El pasado lunes, durante la votación efectuada en el Congreso para elegir al consejo de la Corporación RTVE, un diputado –no sabemos quién ni de qué partido[1], ventajas de que fuera mediante papeleta en urna- decidió escribir el nombre de Lauren Postigo. El peculiar divulgador musical falleció en 2006. Quizá por la cosa de hacer valer que es la cámara alta, el Senado registró en la misma votación, un día después, sendos votos para David Bisbal y Federico Jiménez Losantos.
Nos hemos pasado años señalando la decadencia de nuestra clase política. Y ahora resulta que los próceres emanados de las generales de 2016 consideran graciosísimo marcarse una travesura en el cumplimiento de sus deberes. La regeneración era esto.
Traería a colación cuáles son las obligaciones de sus señorías y las tablas con sus remuneraciones. Pero está demasiado trillado. Creo que además del hecho en sí pesa la relativa indiferencia, cuando no condescendencia, con la que ha sido recibido. ¿Qué pasa? ¿Que después de fiscalizar -con todo motivo- sus vacaciones, las fechas de los plenos o la querencia por juegos de smartphone, ahora vamos a pasar por alto que pugnen por ser el gracioso de la clase?
Cambiaría muchas cosas de mi primera juventud.

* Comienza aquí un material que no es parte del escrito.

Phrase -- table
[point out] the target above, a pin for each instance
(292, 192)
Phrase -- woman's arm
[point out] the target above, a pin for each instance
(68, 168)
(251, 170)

Pero no puedo dejar de sonreír al recordar aquellas competiciones por ver quién conseguía colar el nombre más disparatado en la hoja de firmas. Es lo que tienen los estudiantes de primero; están entre los 18 y los 19 años tienen derecho a ser idiotas. (¿Se puede ser otra cosa a esa edad?). El psicólogo Dan Kiley bautizó como “síndrome de Peter Pan” a aquel que padecen determinados adultos que se niegan a dejar de ser hijos para empezar a ser padres. También de la patria, por lo que parece.
[1] Sí que no pudo tratarse de nadie de Ciudadanos, formación que no participó en la votación para expresar su desacuerdo con el procedimiento.